Research
Harnessing the social transmission of microbiota to improve health and immunity with Dr Josh Firth and Dr Sarah Knowles
Sociality holds various consequences for individuals’ health in many species. In particular, one consequence of sociality is microbe transfer. Yet microbe exchange can be simultaneously beneficial and costly, transmitting both pathogens and healthy microbiota depending on host and microbe ‘environment’ (e.g. host immune system, microbe community composition, and host social contacts). This trade-off underlies social interactions and can have life-long impacts on health. Social interactions determine the network of a population, and thus the constraints of how microbes can spread. Across a population, the microbiome exists as a metacommunity. To understand microbiome dynamics —and their implications for human health—a social network-based approach is required. I will use social network analysis to determine microbiome metacommunity dynamics and what impacts these changes have on human health and immunity.
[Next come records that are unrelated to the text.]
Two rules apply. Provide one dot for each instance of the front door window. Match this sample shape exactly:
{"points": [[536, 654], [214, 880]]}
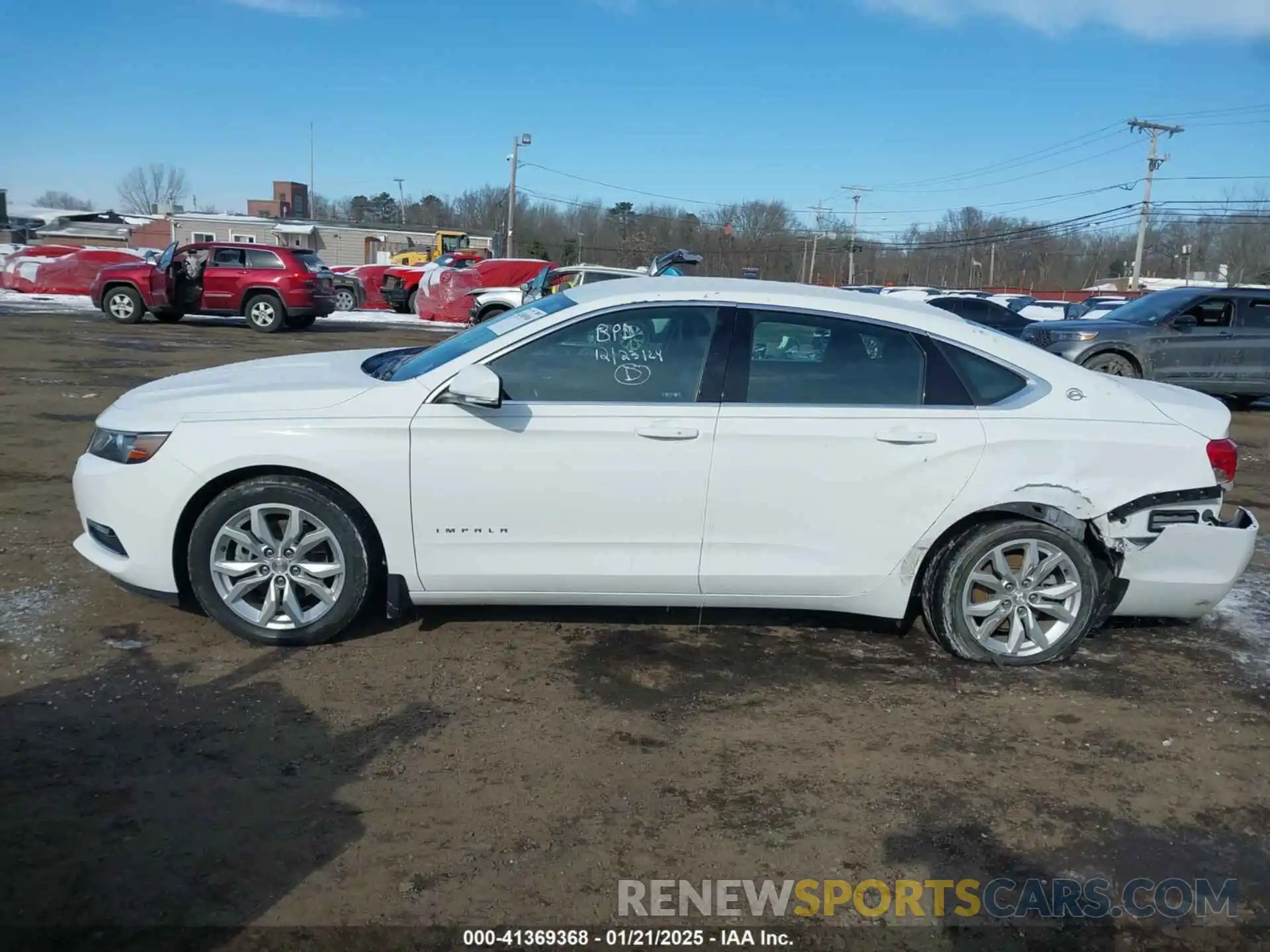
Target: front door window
{"points": [[638, 356]]}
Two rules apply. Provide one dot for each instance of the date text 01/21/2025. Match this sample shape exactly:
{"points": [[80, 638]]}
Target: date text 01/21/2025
{"points": [[622, 938]]}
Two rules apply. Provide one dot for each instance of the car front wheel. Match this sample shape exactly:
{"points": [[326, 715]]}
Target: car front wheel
{"points": [[1015, 593], [124, 306], [346, 300], [280, 560], [1114, 365]]}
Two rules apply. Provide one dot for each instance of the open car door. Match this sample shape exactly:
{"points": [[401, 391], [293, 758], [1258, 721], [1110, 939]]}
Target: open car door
{"points": [[163, 280]]}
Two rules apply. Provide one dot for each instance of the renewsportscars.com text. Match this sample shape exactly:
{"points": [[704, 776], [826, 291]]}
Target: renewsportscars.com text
{"points": [[923, 899]]}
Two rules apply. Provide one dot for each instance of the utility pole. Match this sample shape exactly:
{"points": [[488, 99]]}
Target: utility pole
{"points": [[402, 202], [816, 238], [517, 141], [1154, 161], [855, 215]]}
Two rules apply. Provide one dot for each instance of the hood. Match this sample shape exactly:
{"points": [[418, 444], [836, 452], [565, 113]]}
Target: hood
{"points": [[278, 385], [1198, 412]]}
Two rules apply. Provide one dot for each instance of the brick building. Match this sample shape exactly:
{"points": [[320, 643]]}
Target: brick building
{"points": [[290, 201]]}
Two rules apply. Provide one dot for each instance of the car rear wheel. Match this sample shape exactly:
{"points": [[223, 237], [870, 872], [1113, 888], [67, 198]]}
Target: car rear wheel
{"points": [[266, 314], [1244, 401], [346, 300], [1113, 365], [280, 560], [1014, 593], [124, 306]]}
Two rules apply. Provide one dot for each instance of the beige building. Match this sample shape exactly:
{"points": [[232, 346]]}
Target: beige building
{"points": [[337, 244]]}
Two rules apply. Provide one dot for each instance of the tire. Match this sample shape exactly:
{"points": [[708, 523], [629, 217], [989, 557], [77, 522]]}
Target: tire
{"points": [[491, 314], [949, 592], [275, 500], [346, 300], [1114, 365], [266, 314], [1244, 401], [124, 305]]}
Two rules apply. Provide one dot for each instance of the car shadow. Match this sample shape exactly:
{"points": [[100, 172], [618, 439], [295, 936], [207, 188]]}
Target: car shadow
{"points": [[136, 797]]}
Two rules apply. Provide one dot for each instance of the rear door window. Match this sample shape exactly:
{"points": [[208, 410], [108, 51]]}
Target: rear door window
{"points": [[228, 258], [261, 258], [820, 361]]}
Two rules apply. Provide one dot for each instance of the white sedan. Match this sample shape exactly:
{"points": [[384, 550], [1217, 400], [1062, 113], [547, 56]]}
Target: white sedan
{"points": [[689, 442]]}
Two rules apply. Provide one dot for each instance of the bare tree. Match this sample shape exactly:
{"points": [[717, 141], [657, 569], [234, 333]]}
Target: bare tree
{"points": [[153, 184], [64, 200]]}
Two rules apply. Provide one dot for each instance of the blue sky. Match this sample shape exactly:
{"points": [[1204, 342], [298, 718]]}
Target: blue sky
{"points": [[704, 99]]}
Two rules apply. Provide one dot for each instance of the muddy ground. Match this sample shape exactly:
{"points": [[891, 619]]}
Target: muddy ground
{"points": [[480, 767]]}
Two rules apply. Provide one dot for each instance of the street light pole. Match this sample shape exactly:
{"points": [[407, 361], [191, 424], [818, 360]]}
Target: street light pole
{"points": [[517, 141], [402, 201], [816, 237]]}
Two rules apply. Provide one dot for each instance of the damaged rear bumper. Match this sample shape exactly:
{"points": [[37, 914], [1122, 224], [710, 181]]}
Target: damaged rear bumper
{"points": [[1180, 571]]}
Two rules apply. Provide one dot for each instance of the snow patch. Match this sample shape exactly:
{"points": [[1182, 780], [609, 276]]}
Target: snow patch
{"points": [[23, 614]]}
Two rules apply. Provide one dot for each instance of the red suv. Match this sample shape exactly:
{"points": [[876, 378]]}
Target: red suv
{"points": [[273, 287]]}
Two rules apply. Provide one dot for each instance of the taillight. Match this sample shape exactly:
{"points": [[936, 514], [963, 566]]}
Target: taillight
{"points": [[1224, 457]]}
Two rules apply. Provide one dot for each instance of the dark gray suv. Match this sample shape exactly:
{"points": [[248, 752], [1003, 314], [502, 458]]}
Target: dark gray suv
{"points": [[1210, 339]]}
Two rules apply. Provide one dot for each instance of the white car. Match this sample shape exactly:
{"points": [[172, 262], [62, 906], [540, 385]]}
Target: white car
{"points": [[491, 302], [1046, 310], [689, 442]]}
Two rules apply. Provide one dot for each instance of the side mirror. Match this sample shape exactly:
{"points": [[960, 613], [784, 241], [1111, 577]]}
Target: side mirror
{"points": [[474, 386]]}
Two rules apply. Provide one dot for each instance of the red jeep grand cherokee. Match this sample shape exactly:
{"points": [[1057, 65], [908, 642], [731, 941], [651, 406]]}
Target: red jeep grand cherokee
{"points": [[271, 286]]}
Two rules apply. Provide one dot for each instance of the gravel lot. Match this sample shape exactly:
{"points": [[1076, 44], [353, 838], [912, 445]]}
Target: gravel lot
{"points": [[509, 766]]}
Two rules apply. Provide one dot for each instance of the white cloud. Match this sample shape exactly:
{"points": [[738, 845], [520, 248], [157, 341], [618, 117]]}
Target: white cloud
{"points": [[295, 8], [1152, 19]]}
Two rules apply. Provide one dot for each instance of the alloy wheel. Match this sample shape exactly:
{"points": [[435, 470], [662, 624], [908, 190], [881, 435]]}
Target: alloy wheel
{"points": [[262, 314], [122, 306], [1021, 598], [277, 567]]}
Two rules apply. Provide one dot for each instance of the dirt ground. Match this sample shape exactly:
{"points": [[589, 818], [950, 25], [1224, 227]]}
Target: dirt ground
{"points": [[511, 766]]}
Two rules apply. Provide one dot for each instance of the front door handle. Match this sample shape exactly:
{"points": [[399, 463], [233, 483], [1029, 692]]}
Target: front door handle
{"points": [[659, 430], [906, 437]]}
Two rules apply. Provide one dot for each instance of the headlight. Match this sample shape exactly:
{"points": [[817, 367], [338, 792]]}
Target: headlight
{"points": [[125, 447]]}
To do this, I will examine how specific network structures affect the spread of contagions, how different interactions between contagions produce different dynamics of microbe abundance, and how we can use these findings to subsequently identify dynamics and interactions in real-world populations. As a framework, I will use simulations to formulate hypotheses that can be tested against empirical data, thus providing a toolkit to decode the ecological interactions underlying observed microbiome patterns.